24 Days of R: Day 1

Last year, the good people at is.R() spent December publishing an R advent calendar. This meant that for 24 days, every day, there was an interesting post featuring analysis and some excellent visualizations in R. I think it's an interesting (if very challenging) exercise and I'm going to try to do it myself this year. is.R() has been fairly quiet throughout 2013. I hope that doesn't mean that their effort in December 2012 ruined them.

First, I'll be talking about how this task will be a bit easier thanks to RStudio and knitr. Yihui Xie has some fantastic examples of all the cool stuff you can do with knitr. I'm particularly intrigued by how it can be used to blog. I'll admit that I'm not the biggest fan of the WordPress editor. Moreover, it's counter to the notion of reproducible research. If I'm writing code anyway, why not just upload it directly from RStudio.

Well, you can! William Morris and Carl Boettiger have already figured this out. I had made one half-hearted attempt a few weeks ago, but got hung up on loading images. I've taken a second look at Carl's post and have adopted something very similar to what he has done. FWIW, you can read about image uploading from the master himself here.

First, we'll set options so that the upload function will call a special wrapper to a call to the function RWordPress::uploadFile().
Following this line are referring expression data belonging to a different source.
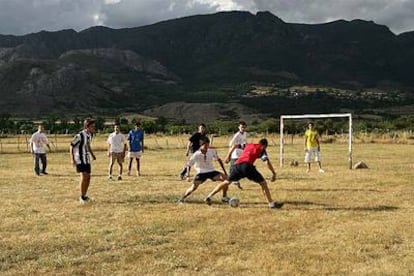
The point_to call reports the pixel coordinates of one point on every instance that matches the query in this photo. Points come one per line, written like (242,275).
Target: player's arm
(228,156)
(187,152)
(317,141)
(306,141)
(266,159)
(109,147)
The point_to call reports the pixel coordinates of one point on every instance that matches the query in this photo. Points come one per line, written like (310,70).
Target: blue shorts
(81,168)
(201,177)
(243,170)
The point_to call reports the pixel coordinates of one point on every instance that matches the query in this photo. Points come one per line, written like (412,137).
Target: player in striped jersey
(81,154)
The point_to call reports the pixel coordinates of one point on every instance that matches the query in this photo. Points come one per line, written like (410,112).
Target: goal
(313,116)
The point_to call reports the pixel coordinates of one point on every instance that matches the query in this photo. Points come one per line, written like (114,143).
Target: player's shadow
(330,190)
(327,207)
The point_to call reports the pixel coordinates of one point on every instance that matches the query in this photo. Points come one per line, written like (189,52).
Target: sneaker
(275,205)
(225,199)
(237,184)
(207,200)
(84,199)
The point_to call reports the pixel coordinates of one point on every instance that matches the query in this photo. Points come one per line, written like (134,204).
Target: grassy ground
(346,222)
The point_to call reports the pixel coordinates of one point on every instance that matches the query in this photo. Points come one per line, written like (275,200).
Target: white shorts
(134,154)
(315,153)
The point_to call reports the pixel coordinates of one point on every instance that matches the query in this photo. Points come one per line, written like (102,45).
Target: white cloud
(25,16)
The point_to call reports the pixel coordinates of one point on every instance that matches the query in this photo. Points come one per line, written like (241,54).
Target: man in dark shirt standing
(192,146)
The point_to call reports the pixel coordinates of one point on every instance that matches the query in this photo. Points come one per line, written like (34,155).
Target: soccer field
(358,222)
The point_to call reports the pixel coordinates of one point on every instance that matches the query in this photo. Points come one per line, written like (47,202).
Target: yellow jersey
(311,136)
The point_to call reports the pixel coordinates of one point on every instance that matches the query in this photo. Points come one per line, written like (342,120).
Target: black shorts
(201,177)
(243,170)
(81,168)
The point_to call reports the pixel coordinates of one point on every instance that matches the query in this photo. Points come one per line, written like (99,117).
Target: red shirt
(250,153)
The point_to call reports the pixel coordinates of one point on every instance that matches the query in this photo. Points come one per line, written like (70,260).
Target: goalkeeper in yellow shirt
(312,147)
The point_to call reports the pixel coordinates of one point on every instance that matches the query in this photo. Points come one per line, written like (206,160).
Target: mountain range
(234,62)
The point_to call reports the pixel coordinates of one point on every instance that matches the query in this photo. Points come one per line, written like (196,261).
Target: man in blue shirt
(136,146)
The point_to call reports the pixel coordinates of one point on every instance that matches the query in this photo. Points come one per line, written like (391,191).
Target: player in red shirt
(244,167)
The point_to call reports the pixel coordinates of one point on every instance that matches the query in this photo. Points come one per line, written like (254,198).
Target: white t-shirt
(238,139)
(39,142)
(117,142)
(203,163)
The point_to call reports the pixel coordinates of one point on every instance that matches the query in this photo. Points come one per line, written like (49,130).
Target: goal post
(313,116)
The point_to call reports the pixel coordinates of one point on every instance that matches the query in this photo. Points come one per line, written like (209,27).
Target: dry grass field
(341,222)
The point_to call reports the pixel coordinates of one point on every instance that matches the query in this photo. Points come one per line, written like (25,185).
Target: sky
(19,17)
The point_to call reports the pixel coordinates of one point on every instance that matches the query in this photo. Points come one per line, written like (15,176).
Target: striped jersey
(80,148)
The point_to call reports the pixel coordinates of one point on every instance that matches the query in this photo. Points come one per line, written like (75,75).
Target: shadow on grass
(380,208)
(331,190)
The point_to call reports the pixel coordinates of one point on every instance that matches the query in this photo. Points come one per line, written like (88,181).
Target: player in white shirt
(202,160)
(116,150)
(38,144)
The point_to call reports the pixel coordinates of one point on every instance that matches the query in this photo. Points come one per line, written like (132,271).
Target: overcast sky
(20,17)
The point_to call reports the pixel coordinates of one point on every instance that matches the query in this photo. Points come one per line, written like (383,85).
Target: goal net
(283,118)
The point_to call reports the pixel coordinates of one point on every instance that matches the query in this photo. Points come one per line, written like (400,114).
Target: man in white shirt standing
(202,160)
(116,150)
(38,144)
(236,145)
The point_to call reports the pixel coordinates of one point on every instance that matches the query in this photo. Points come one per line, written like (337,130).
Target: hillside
(218,58)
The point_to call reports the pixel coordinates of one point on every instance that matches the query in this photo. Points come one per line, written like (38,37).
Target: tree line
(57,125)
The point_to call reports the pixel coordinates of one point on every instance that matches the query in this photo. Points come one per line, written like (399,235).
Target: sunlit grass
(357,222)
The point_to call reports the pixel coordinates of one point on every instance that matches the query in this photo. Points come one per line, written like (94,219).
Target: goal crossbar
(313,116)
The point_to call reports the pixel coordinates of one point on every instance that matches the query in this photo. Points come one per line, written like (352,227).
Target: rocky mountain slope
(217,58)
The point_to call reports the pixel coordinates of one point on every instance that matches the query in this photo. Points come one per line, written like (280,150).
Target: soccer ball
(234,202)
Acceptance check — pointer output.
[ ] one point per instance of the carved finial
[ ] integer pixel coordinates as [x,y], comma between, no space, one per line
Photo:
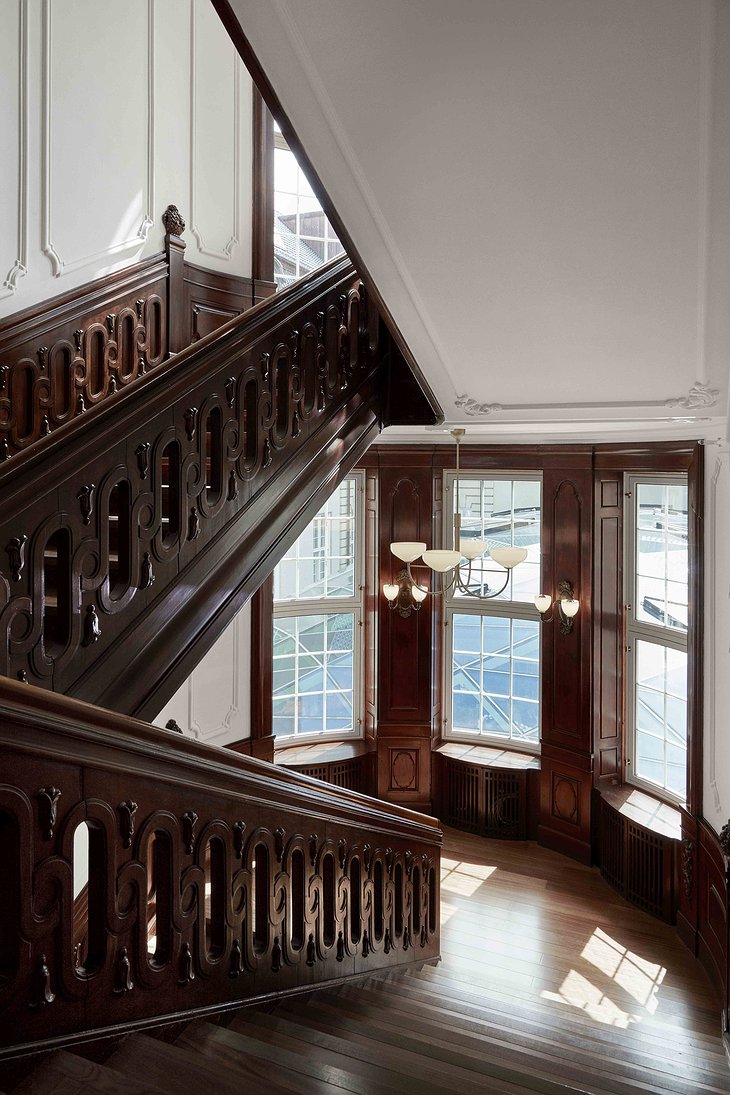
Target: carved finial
[48,810]
[236,966]
[15,552]
[193,525]
[142,453]
[189,821]
[189,417]
[147,577]
[186,971]
[92,629]
[123,981]
[173,221]
[127,810]
[42,993]
[85,497]
[276,955]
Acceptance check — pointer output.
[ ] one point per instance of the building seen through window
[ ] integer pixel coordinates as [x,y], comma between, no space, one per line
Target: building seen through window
[493,646]
[317,613]
[303,238]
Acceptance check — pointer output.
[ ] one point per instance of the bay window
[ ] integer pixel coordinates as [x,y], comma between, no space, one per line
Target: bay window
[491,647]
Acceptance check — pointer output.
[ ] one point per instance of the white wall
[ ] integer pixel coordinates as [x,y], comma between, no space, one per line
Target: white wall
[111,112]
[213,704]
[716,781]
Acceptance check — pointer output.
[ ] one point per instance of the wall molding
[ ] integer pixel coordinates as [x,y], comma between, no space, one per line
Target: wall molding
[234,239]
[19,267]
[60,265]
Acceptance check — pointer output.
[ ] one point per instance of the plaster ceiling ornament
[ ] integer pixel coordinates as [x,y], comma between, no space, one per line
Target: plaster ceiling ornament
[699,395]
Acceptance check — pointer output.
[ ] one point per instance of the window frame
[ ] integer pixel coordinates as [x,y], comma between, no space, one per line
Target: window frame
[494,607]
[334,606]
[636,631]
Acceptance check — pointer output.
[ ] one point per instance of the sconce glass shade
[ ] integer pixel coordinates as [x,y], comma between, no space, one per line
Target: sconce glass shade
[407,551]
[509,556]
[472,549]
[441,561]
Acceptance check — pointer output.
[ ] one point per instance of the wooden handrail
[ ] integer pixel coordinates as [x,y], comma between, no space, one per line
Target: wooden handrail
[303,883]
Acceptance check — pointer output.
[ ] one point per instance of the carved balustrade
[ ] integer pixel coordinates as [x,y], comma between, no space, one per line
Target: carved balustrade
[210,878]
Here, we'll set the options.

opts_knit$set(upload.fun = WrapWordpressUpload, base.url = NULL)
opts_chunk$set(fig.width = 5, fig.height = 5, cache = FALSE)

I set the wrapper function in the calling environment and then knit the R markdown file.

WrapWordpressUpload = function(file) {


    result = RWordPress::uploadFile(file)


options(WordPressLogin = c(PirateGrunt = "myPassword"), WordPressURL = "http://PirateGrunt.wordpress.com/xmlrpc.php")

knit2wp("Advent1.Rmd", title = "24 Days of R: Day 1", publish = FALSE, shortcode = TRUE, 
    categories = c("R"))

With that out of the way, we can do some work and have it render neatly in WordPress.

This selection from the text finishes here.